The God who is not silent
God said that he would never leave himself without a witness. Christians often think of this in terms of preachers witnessing and telling people about God. This of course is essential, but there is far more in our world that shows us God as this verse from the Bible explains:
"He has shown kindness by giving you rain from heaven and crops in their seasons; he provides you with plenty of food and fills your heart with joy." (The Bible)
We live in a fallen and broken world and yet God's presence and good character are still seen all around us: in creation, nature and his provisions.
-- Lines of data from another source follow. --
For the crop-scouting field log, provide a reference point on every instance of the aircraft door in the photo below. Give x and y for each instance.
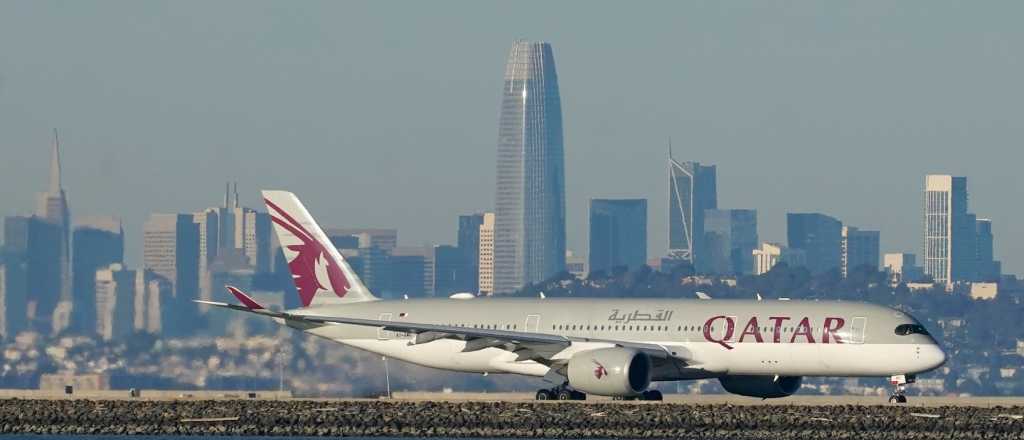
(858, 330)
(381, 333)
(532, 323)
(724, 334)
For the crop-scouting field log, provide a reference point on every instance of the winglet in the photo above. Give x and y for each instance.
(244, 299)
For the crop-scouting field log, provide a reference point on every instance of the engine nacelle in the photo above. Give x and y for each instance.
(609, 371)
(765, 387)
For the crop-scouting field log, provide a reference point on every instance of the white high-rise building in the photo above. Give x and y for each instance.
(529, 201)
(230, 231)
(770, 254)
(949, 229)
(486, 262)
(115, 302)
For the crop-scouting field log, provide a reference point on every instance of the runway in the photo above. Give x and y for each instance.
(418, 419)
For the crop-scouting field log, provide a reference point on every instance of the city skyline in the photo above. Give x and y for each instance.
(886, 200)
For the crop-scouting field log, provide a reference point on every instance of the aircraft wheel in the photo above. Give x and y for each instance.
(652, 395)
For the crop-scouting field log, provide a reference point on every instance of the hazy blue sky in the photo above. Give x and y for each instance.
(384, 114)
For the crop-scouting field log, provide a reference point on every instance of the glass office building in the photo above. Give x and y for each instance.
(529, 223)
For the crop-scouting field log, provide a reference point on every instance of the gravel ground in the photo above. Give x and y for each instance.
(522, 420)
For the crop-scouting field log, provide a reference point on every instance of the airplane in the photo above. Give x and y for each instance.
(606, 347)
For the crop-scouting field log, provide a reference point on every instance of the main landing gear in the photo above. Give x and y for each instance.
(899, 384)
(651, 395)
(561, 392)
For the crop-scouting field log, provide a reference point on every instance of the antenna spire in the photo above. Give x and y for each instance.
(55, 186)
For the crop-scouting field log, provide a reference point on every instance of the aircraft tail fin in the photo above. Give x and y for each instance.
(321, 273)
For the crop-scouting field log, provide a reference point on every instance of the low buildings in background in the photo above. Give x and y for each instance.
(984, 291)
(576, 265)
(902, 267)
(858, 249)
(770, 254)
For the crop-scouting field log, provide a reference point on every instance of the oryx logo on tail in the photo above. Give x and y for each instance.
(312, 266)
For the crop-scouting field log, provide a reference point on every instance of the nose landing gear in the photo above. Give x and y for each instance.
(561, 392)
(899, 384)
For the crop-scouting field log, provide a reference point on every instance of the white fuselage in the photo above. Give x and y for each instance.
(709, 338)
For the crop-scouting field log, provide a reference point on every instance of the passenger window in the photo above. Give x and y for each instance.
(904, 330)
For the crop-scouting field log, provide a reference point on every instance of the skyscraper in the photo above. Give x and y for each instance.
(449, 262)
(413, 270)
(170, 249)
(949, 230)
(819, 236)
(232, 233)
(98, 244)
(33, 252)
(730, 237)
(486, 274)
(115, 292)
(617, 233)
(692, 189)
(52, 207)
(859, 248)
(529, 221)
(467, 275)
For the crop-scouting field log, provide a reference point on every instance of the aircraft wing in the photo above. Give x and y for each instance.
(527, 345)
(536, 346)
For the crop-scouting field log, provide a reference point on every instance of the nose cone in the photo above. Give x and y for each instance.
(932, 356)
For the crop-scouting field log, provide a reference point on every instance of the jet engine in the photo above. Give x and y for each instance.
(609, 371)
(765, 387)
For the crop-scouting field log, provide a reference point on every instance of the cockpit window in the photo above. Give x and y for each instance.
(904, 330)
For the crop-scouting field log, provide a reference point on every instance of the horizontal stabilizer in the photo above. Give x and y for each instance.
(245, 299)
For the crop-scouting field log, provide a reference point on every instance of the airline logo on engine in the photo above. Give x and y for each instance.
(724, 331)
(599, 370)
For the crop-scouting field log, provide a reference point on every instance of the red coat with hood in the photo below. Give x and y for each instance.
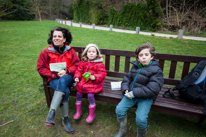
(50, 55)
(97, 69)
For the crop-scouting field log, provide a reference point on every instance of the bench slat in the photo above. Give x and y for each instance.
(178, 107)
(127, 65)
(172, 69)
(107, 60)
(185, 69)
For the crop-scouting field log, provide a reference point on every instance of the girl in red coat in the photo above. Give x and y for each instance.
(92, 66)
But where do we see Him today in the middle of our situation, when there is so much suffering and death? What are the 'witnesses' to God's presence?
I see Him in the myriad of examples of his grace and love that he shows everyone. God has graciously created all of us in his image and we see this demonstrated in the selflessness of the doctors in Italy willing to give their lives to protect the vulnerable, or the tens of thousands of people in Britain who have volunteered to help the NHS, or the amazing response to the Street Champion scheme in my home town of Pontardawe. People often wonder where suffering comes from, but isn’t it equally important to ask where such profound sacrificial love comes from? We bear the marks of our creator.
I see Him in the utter grief and sorrow felt by those facing the loss of a loved one. We are far more than animals. Where does such love and compassion come from?
I see Him in the awakening of souls in times of crisis. C.S. Lewis (author of The Lion, the Witch and the Wardrobe) described suffering as God's megaphone to rouse a deaf world as it shows people that we need him. James (one of Jesus’ disciples) told Christians to consider it "pure joy" when we face trials as it deepens and matures our faith. Take everything else away and there is only one Rock that remains. God himself. More people have realised this in 2020 than for many a year. Where does this need for a God of comfort, peace and refuge come from?
I see Him in the 75-year-old pastor admitted to hospital with COVID-19, holding the hands of those dying around him and reading the Bible to them. A kind and gentle man helping others amid a personal storm.
I see Him in the doctor who treated the old pastor and who was devastated by his death; an atheist for years, who had never believed such hope was possible, but now believes and trusts in Jesus.
I see Him in the saving grace and love experienced by millions, like the doctor, rescued from death, destruction and despair, and given forgiveness, a relationship with God and eternal life.
I see Him in my brothers and sisters in church; disciples of Jesus, of varying ages and backgrounds, overcoming all manner of technical obstacles to carry on worshipping together, praying, weeping and rejoicing, sharing God's blessing, and going out to serve and bless their neighbours and communities.
And ultimately I see Him in the Bible and in the Lord Jesus Christ, the image of the invisible God, and I can't wait until Easter this year, when in the midst of everything we will remember the life-giving power of the death and resurrection of Jesus. He died to take the punishment we deserved so that we can know God and enjoy him forever.
There are witnesses testifying to God's goodness everywhere. The question is: Are we listening? Maybe in this unique time in our lives, when so much else is silenced, we might find time to hear the One who cannot be silenced, to repent and turn to Him. He is there, and he sent his Son to die on the Cross so that you should not perish but have eternal life and know him personally today and forever.